Lambança

Confusão na prévia do PSDB acirra ânimos entre Doria e Leite

Partido define data de conclusão para o domingo e Leite contesta

22 de Novembro de 2021 - 20h00 Corrigir A + A -
Doria e Virgílio venceram queda de braço contra o gaúcho (Foto: Divulgação - DP)

Doria e Virgílio venceram queda de braço contra o gaúcho (Foto: Divulgação - DP)

O imbróglio na prévia do PSDB acirrou os ânimos entre os principais nomes do partido à presidência da República. O governador gaúcho Eduardo Leite rebateu as críticas de João Doria, governador de São Paulo, e de Arthur Virgílio, ex-prefeito de Manaus, de que teria apoiado o aplicativo de votação, que falhou no domingo, e de que queria adiar para o ano que vem a apuração: “é uma sucessão de mentiras”, disparou Leite.

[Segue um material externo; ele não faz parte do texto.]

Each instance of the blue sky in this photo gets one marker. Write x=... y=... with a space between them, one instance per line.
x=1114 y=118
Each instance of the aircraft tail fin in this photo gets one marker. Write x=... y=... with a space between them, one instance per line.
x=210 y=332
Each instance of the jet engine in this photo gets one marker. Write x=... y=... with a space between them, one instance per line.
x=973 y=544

Por outro lado, Arthur Virgílio, que caminha ao lado de Doria no pleito tucano, apesar de também ser postulante, criticou abertamente apoiadores de Leite, como o deputado federal Aécio Neves, chamado pelo amazonense de “laranja podre” do PSDB.

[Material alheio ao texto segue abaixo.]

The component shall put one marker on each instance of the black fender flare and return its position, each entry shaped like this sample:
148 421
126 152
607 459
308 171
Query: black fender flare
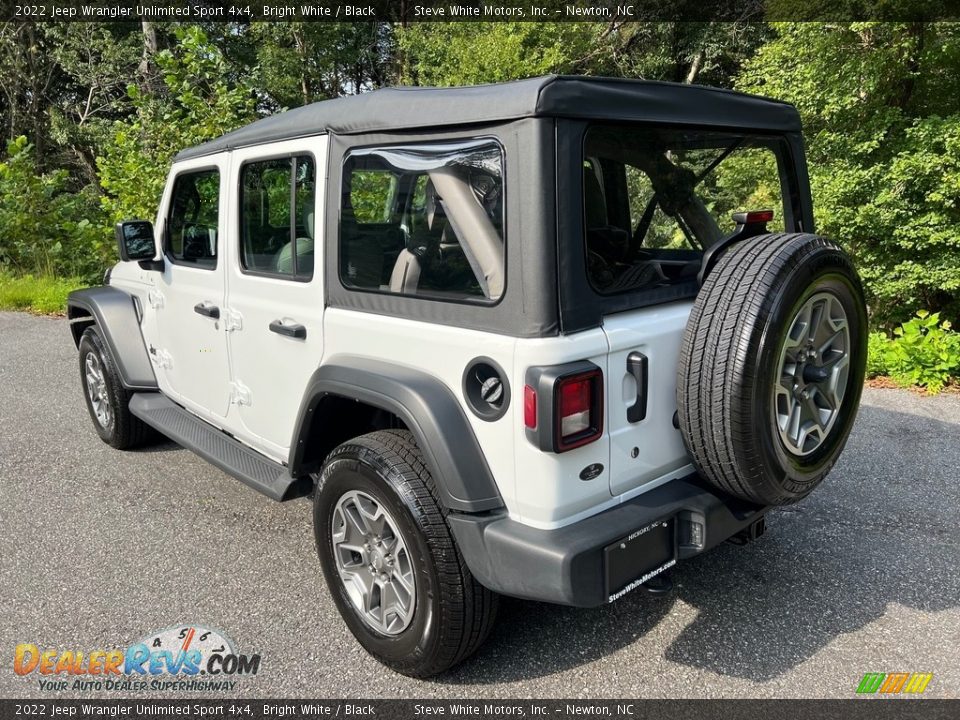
429 410
115 315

Após reuniões com a Fundação de Apoio da Universidade Federal do Rio Grande do Sul durante o dia, o PSDB emitiu nota no começo da noite afirmando que a votação se encerrará no próximo domingo (28) e que pode haver a troca da empresa responsável pelo aplicativo de votação.

A executiva nacional afirmou que a decisão foi em acordo com as três pré-candidaturas, o que foi refutado por Eduardo Leite em coletiva. O pelotense afirmou que continua querendo a conclusão da prévia “o mais rápido possível”, ou que seja pensada uma nova situação. Dória e Virgílio defendiam o prazo de domingo.

Repercussão da prévia
Depois de uma campanha eleitoral decadente em 2018, quando Geraldo Alckmin fez menos de 5% dos votos válidos, o presidente nacional do PSDB, Bruno Araújo, opina que o partido recuperou o “protagonismo” com a prévia neste ano, mesmo com o “fiasco” da votação pelo aplicativo.
A sigla quer apresentar um candidato viável para ser o representante da chamada “terceira via” nas eleições em 2022, em contraponto a Jair Bolsonaro (sem partido) e Lula (PT). Neste cenário, Doria ou Leite disputariam espaço com o juiz Sério Moro (Podemos) e Ciro Gomes (PDT), dentre outros nomes que podem surgir.
A prévia do partido teve visibilidade nos grandes meios de comunicação do país, mas acentuou o racha entre os dois polos. Doria conta com o apoio dos diretórios de São Paulo, estado chave do PSDB, Pará, Rio Grande do Norte, Distrito Federal e Acre, enquanto Leite tem em seu favor os estados do Rio Grande do Sul, Minas Gerais, Mato Grosso do Sul, Paraná, Ceará, Alagoas, Rondônia e Amapá.
“Nós não queremos adiamento para o ano que vem. Queremos que se resolva rapidamente do ponto de vista técnico e imediatamente volte o processo que temos convicção de que sairemos vencedores”, disse Leite.
Apoiador de Eduardo Leite, o secretário de Meio Ambiente e Infraestrutura do Rio Grande do Sul, Luiz Henrique Viana, opina que o adiamento do pleito não afeta o nome do gaúcho na disputa. “Nós achamos que o Eduardo está mais forte (contra Doria). O problema de ir para o dia 28 é que seria uma nova eleição, porque os candidatos teriam condições de ir buscar novos apoios. Essa decisão (da nova data) tem que ser do partido”.
Quem vencer o processo interno, Doria ou Leite, tem até o dia 2 de abril para renunciar ao cargo de governador. O TSE definiu como datas limites para acontecerem as convenções partidárias, que vão homologar de fato o candidato, o dia 5 de agosto. O registro das chapas tem que ser deferido até o dia 15 de agosto.